Auch Italien, die dritte Macht in der EU will sich in der Ukraine-Affäre nicht lumpen lassen und bleibt bei Stange. Und das, obwohl Gerüchte der Ministerpräsidentin Meloni, die aus dem faschistischen Lager kommt, gute Beziehungen zu Moskau nachgesagt haben. Wie dem auch sei, jedenfalls will Italien seine außenpolitische Stellung nicht durch einen Affront gegen die USA, Deutschland und Frankreich schwächen. Davon zeugen zum einen die weiter durchgeführten Waffenlieferungen an die Kiewer von Faschisten maßgeblich gelenkte Regierung, vor allem aber auch der Rückzug aus der von der Vorgängerregierung beschlossenen Teilnahme an der Belt & Road Initiative Chinas.
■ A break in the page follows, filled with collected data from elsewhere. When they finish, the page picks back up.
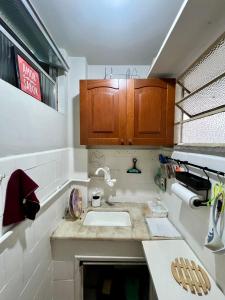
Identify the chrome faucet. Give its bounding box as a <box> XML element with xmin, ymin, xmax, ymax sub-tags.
<box><xmin>95</xmin><ymin>167</ymin><xmax>116</xmax><ymax>187</ymax></box>
<box><xmin>95</xmin><ymin>167</ymin><xmax>116</xmax><ymax>205</ymax></box>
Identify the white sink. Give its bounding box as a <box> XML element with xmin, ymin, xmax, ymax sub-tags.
<box><xmin>83</xmin><ymin>211</ymin><xmax>131</xmax><ymax>227</ymax></box>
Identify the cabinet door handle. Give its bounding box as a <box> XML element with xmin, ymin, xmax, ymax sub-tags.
<box><xmin>120</xmin><ymin>138</ymin><xmax>124</xmax><ymax>145</ymax></box>
<box><xmin>128</xmin><ymin>139</ymin><xmax>133</xmax><ymax>145</ymax></box>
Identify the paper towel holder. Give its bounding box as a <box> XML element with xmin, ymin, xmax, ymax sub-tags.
<box><xmin>176</xmin><ymin>168</ymin><xmax>211</xmax><ymax>207</ymax></box>
<box><xmin>159</xmin><ymin>154</ymin><xmax>225</xmax><ymax>207</ymax></box>
<box><xmin>192</xmin><ymin>197</ymin><xmax>208</xmax><ymax>207</ymax></box>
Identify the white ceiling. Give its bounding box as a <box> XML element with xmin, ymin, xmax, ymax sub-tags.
<box><xmin>30</xmin><ymin>0</ymin><xmax>184</xmax><ymax>65</ymax></box>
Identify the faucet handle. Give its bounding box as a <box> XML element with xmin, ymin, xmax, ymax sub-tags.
<box><xmin>104</xmin><ymin>166</ymin><xmax>110</xmax><ymax>172</ymax></box>
<box><xmin>106</xmin><ymin>178</ymin><xmax>116</xmax><ymax>187</ymax></box>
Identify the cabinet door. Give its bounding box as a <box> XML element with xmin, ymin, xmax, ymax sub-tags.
<box><xmin>127</xmin><ymin>79</ymin><xmax>175</xmax><ymax>146</ymax></box>
<box><xmin>80</xmin><ymin>79</ymin><xmax>127</xmax><ymax>145</ymax></box>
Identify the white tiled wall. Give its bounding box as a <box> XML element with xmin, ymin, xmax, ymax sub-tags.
<box><xmin>53</xmin><ymin>278</ymin><xmax>74</xmax><ymax>300</ymax></box>
<box><xmin>0</xmin><ymin>79</ymin><xmax>68</xmax><ymax>157</ymax></box>
<box><xmin>52</xmin><ymin>259</ymin><xmax>75</xmax><ymax>300</ymax></box>
<box><xmin>88</xmin><ymin>148</ymin><xmax>171</xmax><ymax>203</ymax></box>
<box><xmin>0</xmin><ymin>148</ymin><xmax>70</xmax><ymax>300</ymax></box>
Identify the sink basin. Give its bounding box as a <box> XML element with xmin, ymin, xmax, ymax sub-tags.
<box><xmin>83</xmin><ymin>211</ymin><xmax>131</xmax><ymax>227</ymax></box>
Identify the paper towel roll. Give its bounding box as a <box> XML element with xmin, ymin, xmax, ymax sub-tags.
<box><xmin>171</xmin><ymin>183</ymin><xmax>202</xmax><ymax>208</ymax></box>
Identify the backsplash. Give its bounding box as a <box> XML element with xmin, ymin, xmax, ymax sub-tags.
<box><xmin>88</xmin><ymin>149</ymin><xmax>171</xmax><ymax>203</ymax></box>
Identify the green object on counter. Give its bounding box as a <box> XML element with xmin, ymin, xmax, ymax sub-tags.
<box><xmin>125</xmin><ymin>277</ymin><xmax>139</xmax><ymax>300</ymax></box>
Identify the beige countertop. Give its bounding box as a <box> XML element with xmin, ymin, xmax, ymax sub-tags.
<box><xmin>51</xmin><ymin>202</ymin><xmax>152</xmax><ymax>241</ymax></box>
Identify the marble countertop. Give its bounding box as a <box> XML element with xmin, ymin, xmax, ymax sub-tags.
<box><xmin>51</xmin><ymin>202</ymin><xmax>153</xmax><ymax>241</ymax></box>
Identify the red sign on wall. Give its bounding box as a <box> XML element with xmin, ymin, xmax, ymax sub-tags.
<box><xmin>17</xmin><ymin>54</ymin><xmax>42</xmax><ymax>101</ymax></box>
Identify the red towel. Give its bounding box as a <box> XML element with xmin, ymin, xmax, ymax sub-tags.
<box><xmin>3</xmin><ymin>169</ymin><xmax>40</xmax><ymax>226</ymax></box>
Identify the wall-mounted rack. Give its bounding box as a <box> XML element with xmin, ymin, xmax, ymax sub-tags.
<box><xmin>161</xmin><ymin>155</ymin><xmax>225</xmax><ymax>207</ymax></box>
<box><xmin>104</xmin><ymin>66</ymin><xmax>140</xmax><ymax>79</ymax></box>
<box><xmin>164</xmin><ymin>156</ymin><xmax>225</xmax><ymax>178</ymax></box>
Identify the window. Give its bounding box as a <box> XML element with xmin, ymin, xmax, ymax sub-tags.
<box><xmin>0</xmin><ymin>29</ymin><xmax>58</xmax><ymax>108</ymax></box>
<box><xmin>174</xmin><ymin>31</ymin><xmax>225</xmax><ymax>145</ymax></box>
<box><xmin>0</xmin><ymin>0</ymin><xmax>69</xmax><ymax>110</ymax></box>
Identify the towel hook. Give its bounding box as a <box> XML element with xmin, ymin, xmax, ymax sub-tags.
<box><xmin>183</xmin><ymin>163</ymin><xmax>189</xmax><ymax>173</ymax></box>
<box><xmin>203</xmin><ymin>168</ymin><xmax>210</xmax><ymax>204</ymax></box>
<box><xmin>217</xmin><ymin>172</ymin><xmax>223</xmax><ymax>184</ymax></box>
<box><xmin>189</xmin><ymin>167</ymin><xmax>211</xmax><ymax>207</ymax></box>
<box><xmin>176</xmin><ymin>159</ymin><xmax>181</xmax><ymax>167</ymax></box>
<box><xmin>0</xmin><ymin>174</ymin><xmax>6</xmax><ymax>183</ymax></box>
<box><xmin>203</xmin><ymin>168</ymin><xmax>210</xmax><ymax>181</ymax></box>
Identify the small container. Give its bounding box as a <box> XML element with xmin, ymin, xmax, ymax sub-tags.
<box><xmin>147</xmin><ymin>199</ymin><xmax>168</xmax><ymax>218</ymax></box>
<box><xmin>92</xmin><ymin>195</ymin><xmax>101</xmax><ymax>207</ymax></box>
<box><xmin>91</xmin><ymin>189</ymin><xmax>102</xmax><ymax>207</ymax></box>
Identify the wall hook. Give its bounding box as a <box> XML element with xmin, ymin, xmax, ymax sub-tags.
<box><xmin>203</xmin><ymin>168</ymin><xmax>210</xmax><ymax>181</ymax></box>
<box><xmin>0</xmin><ymin>174</ymin><xmax>6</xmax><ymax>183</ymax></box>
<box><xmin>127</xmin><ymin>158</ymin><xmax>141</xmax><ymax>174</ymax></box>
<box><xmin>184</xmin><ymin>163</ymin><xmax>189</xmax><ymax>173</ymax></box>
<box><xmin>217</xmin><ymin>172</ymin><xmax>223</xmax><ymax>184</ymax></box>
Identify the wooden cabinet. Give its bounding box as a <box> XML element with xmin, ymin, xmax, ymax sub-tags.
<box><xmin>80</xmin><ymin>79</ymin><xmax>127</xmax><ymax>145</ymax></box>
<box><xmin>80</xmin><ymin>78</ymin><xmax>175</xmax><ymax>146</ymax></box>
<box><xmin>127</xmin><ymin>79</ymin><xmax>175</xmax><ymax>145</ymax></box>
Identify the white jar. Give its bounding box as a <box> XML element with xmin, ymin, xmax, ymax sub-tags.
<box><xmin>92</xmin><ymin>195</ymin><xmax>101</xmax><ymax>207</ymax></box>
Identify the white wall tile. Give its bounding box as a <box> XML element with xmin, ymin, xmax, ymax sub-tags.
<box><xmin>19</xmin><ymin>221</ymin><xmax>36</xmax><ymax>251</ymax></box>
<box><xmin>0</xmin><ymin>157</ymin><xmax>16</xmax><ymax>178</ymax></box>
<box><xmin>0</xmin><ymin>148</ymin><xmax>70</xmax><ymax>300</ymax></box>
<box><xmin>0</xmin><ymin>184</ymin><xmax>3</xmax><ymax>221</ymax></box>
<box><xmin>0</xmin><ymin>79</ymin><xmax>68</xmax><ymax>157</ymax></box>
<box><xmin>53</xmin><ymin>261</ymin><xmax>74</xmax><ymax>280</ymax></box>
<box><xmin>19</xmin><ymin>264</ymin><xmax>41</xmax><ymax>300</ymax></box>
<box><xmin>53</xmin><ymin>280</ymin><xmax>74</xmax><ymax>300</ymax></box>
<box><xmin>0</xmin><ymin>176</ymin><xmax>9</xmax><ymax>219</ymax></box>
<box><xmin>23</xmin><ymin>248</ymin><xmax>40</xmax><ymax>285</ymax></box>
<box><xmin>34</xmin><ymin>263</ymin><xmax>53</xmax><ymax>300</ymax></box>
<box><xmin>0</xmin><ymin>269</ymin><xmax>23</xmax><ymax>300</ymax></box>
<box><xmin>3</xmin><ymin>237</ymin><xmax>23</xmax><ymax>282</ymax></box>
<box><xmin>0</xmin><ymin>251</ymin><xmax>6</xmax><ymax>292</ymax></box>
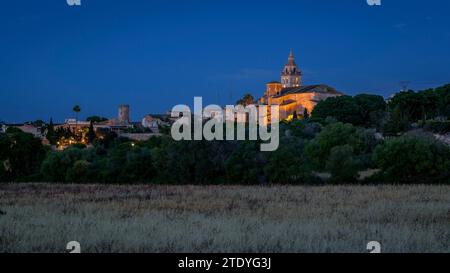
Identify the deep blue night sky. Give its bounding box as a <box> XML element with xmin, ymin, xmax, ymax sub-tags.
<box><xmin>1</xmin><ymin>0</ymin><xmax>450</xmax><ymax>123</ymax></box>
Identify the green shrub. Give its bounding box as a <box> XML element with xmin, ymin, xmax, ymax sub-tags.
<box><xmin>422</xmin><ymin>120</ymin><xmax>450</xmax><ymax>134</ymax></box>
<box><xmin>225</xmin><ymin>141</ymin><xmax>262</xmax><ymax>185</ymax></box>
<box><xmin>373</xmin><ymin>135</ymin><xmax>450</xmax><ymax>184</ymax></box>
<box><xmin>305</xmin><ymin>122</ymin><xmax>375</xmax><ymax>170</ymax></box>
<box><xmin>264</xmin><ymin>137</ymin><xmax>312</xmax><ymax>184</ymax></box>
<box><xmin>0</xmin><ymin>130</ymin><xmax>47</xmax><ymax>182</ymax></box>
<box><xmin>312</xmin><ymin>96</ymin><xmax>364</xmax><ymax>126</ymax></box>
<box><xmin>284</xmin><ymin>119</ymin><xmax>322</xmax><ymax>140</ymax></box>
<box><xmin>312</xmin><ymin>94</ymin><xmax>387</xmax><ymax>128</ymax></box>
<box><xmin>325</xmin><ymin>145</ymin><xmax>362</xmax><ymax>184</ymax></box>
<box><xmin>66</xmin><ymin>160</ymin><xmax>91</xmax><ymax>183</ymax></box>
<box><xmin>41</xmin><ymin>147</ymin><xmax>86</xmax><ymax>182</ymax></box>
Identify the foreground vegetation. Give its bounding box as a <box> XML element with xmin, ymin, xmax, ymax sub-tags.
<box><xmin>1</xmin><ymin>84</ymin><xmax>450</xmax><ymax>184</ymax></box>
<box><xmin>0</xmin><ymin>183</ymin><xmax>448</xmax><ymax>253</ymax></box>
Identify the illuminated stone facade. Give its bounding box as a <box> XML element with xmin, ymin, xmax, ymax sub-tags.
<box><xmin>118</xmin><ymin>105</ymin><xmax>130</xmax><ymax>124</ymax></box>
<box><xmin>259</xmin><ymin>51</ymin><xmax>343</xmax><ymax>121</ymax></box>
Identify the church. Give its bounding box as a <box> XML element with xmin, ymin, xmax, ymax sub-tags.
<box><xmin>259</xmin><ymin>50</ymin><xmax>343</xmax><ymax>121</ymax></box>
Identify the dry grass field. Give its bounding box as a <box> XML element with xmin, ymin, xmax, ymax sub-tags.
<box><xmin>0</xmin><ymin>183</ymin><xmax>449</xmax><ymax>253</ymax></box>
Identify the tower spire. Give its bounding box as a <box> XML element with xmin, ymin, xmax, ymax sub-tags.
<box><xmin>288</xmin><ymin>49</ymin><xmax>295</xmax><ymax>64</ymax></box>
<box><xmin>281</xmin><ymin>49</ymin><xmax>302</xmax><ymax>88</ymax></box>
<box><xmin>288</xmin><ymin>49</ymin><xmax>295</xmax><ymax>65</ymax></box>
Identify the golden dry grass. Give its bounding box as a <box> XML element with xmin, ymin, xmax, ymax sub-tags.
<box><xmin>0</xmin><ymin>183</ymin><xmax>449</xmax><ymax>253</ymax></box>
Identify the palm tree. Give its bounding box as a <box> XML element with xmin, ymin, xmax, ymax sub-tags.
<box><xmin>236</xmin><ymin>93</ymin><xmax>255</xmax><ymax>106</ymax></box>
<box><xmin>73</xmin><ymin>105</ymin><xmax>81</xmax><ymax>137</ymax></box>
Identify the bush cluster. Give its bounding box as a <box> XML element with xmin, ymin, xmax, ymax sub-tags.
<box><xmin>2</xmin><ymin>84</ymin><xmax>450</xmax><ymax>185</ymax></box>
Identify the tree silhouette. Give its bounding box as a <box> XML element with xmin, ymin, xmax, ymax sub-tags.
<box><xmin>88</xmin><ymin>121</ymin><xmax>96</xmax><ymax>144</ymax></box>
<box><xmin>303</xmin><ymin>108</ymin><xmax>309</xmax><ymax>119</ymax></box>
<box><xmin>46</xmin><ymin>118</ymin><xmax>56</xmax><ymax>145</ymax></box>
<box><xmin>73</xmin><ymin>105</ymin><xmax>81</xmax><ymax>137</ymax></box>
<box><xmin>236</xmin><ymin>93</ymin><xmax>255</xmax><ymax>106</ymax></box>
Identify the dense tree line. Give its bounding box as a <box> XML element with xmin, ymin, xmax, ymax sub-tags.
<box><xmin>312</xmin><ymin>84</ymin><xmax>450</xmax><ymax>135</ymax></box>
<box><xmin>1</xmin><ymin>120</ymin><xmax>449</xmax><ymax>184</ymax></box>
<box><xmin>0</xmin><ymin>127</ymin><xmax>48</xmax><ymax>181</ymax></box>
<box><xmin>312</xmin><ymin>94</ymin><xmax>387</xmax><ymax>129</ymax></box>
<box><xmin>1</xmin><ymin>84</ymin><xmax>450</xmax><ymax>185</ymax></box>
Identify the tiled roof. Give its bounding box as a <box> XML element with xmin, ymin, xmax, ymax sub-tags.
<box><xmin>272</xmin><ymin>84</ymin><xmax>342</xmax><ymax>98</ymax></box>
<box><xmin>280</xmin><ymin>99</ymin><xmax>297</xmax><ymax>106</ymax></box>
Letzteres ist insofern bemerkenswert, als die USA einen ausgesprochen antichinesischen Kurs eingeschlagen haben. (Auch Faschisten verstehen sich auf staatspolitischen Opportunismus!)
So tief die Gräben der ambitionierten NATO-Mächte sind, so lächerlich ist die Rolle ihrer Vasallenregimes. Diese könnten höchstens zur Kenntnis nehmen, wer die Kosten imperialistischer Bestrebungen zu tragen hat. Ein Aussteigen aus ihrer Rolle ist nichtsdestotrotz nicht erlaubt: Daher ist der ukrainische Präsident permanent auf Bittstellertour. Er spielt diese Rolle großartig.